I wasn’t expecting to laugh. Valiant Hearts is set in the thick of First World War, so, as you can imagine, the subject matter is often bleak. You’ll perform battlefield amputations, become a prisoner of war, and be one of the first soldiers to be attacked with mustard gas. But, despite this, I did laugh.
Incredibly, Ubisoft have managed to create moments of unexpected joy within a very dark game. All without stepping away from the brutal reality of the conflict.
You start Valiant Hearts in a recruitment line, controlling Emile, a farmer from the south of France. Emile joins the army in the first days of the war. By holding right you run him down the line, through the medical assessment, through the changing room, and out into basic training – a sly nod to the open doors recruitment policy active in 1914.

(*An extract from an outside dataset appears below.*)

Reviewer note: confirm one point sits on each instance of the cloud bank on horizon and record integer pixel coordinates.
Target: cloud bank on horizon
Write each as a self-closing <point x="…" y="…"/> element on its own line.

Ubisoft have filled Valiant Hearts with these little touches that hint at the society which defined the conflict, whether it’s the treatment of young men as cannon fodder, the simple tactics of men commanding the troops, or institutional racism. For instance, the first time you meet Freddie he’s being assaulted by a group of white soldiers. It’s Emile’s job to help him out.
The fight’s taking place next to a steam engine at the front of the train, right beside the steam exhausts. By yanking on a conveniently placed chain you’ll vent steam at some of the soldiers, driving them away. There are some left behind, though, and the chain controlling the exhaust aimed at them is out of reach on top of the train. To get to it you have to find a bottle of wine to bribe a guard, conduct an army band to start playing a tune to distract the guards, climb onto the train and leap between the carriages to reach the front and the chain.
Valiant Hearts is a very easy puzzle game. It’s clearly been designed for accessibility. You can only over carry one item so the puzzles are never too complex. Plus, there’s no speech in the game, at least, no dialogue. Instead, characters use pictograms to communicate, tying into the game’s comic book art style. At one point, after Emile’s become a prisoner of war, you’re ordered about by your captors, told to prepare food in the kitchen or fetch water for their dog. All of it’s done through these simple cartoon messages.
Ubisoft have been clever with what the messages contain, too. At one point Freddie, who along with Emile is one of the five characters you control in Valiant Hearts, comes across a Gurkha laying dynamite. The two share no language so the pictograms are the hand signals the Ghurka is making, not simply pictures of what he is wanting.
However, that simplicity can become problematic. When control switches to Anna, a Parisian veterinarian who goes to the front line to become a medic, you’ll be healing soldiers wounds by playing a rhythm game. The track bar is a dirty bandage and you hit A when your cursor lines up with the beat. When you’re in the trenches, sawing through someone’s leg before it goes septic it feels inappropriate to be playing a rhythm game, it detracts from what you’re doing.
That was the only point in my time with Valiant Hearts where Ubisoft seemed to lose control of the tone it had otherwise nailed.
What underlies everything in Valiant Hearts, from its comic-book art style, to its caricatured characters, to its emotional story is Ubisoft’s confidence. They’re not afraid to experiment with what a player will accept in a World War One game. For instance, you pick up control of Anna in Paris on the night that all the city’s taxis are ordered to carry soldiers to the front line. After you’ve managed to repair your own taxi you launch into a mini game that sees you driving to Belgium in a taxi loaded with excited soldiers while dodging traffic to the Can-Can.
It was moments like that which left me enraptured with Valiant Hearts. I’m desperate to see how the rest of the game plays.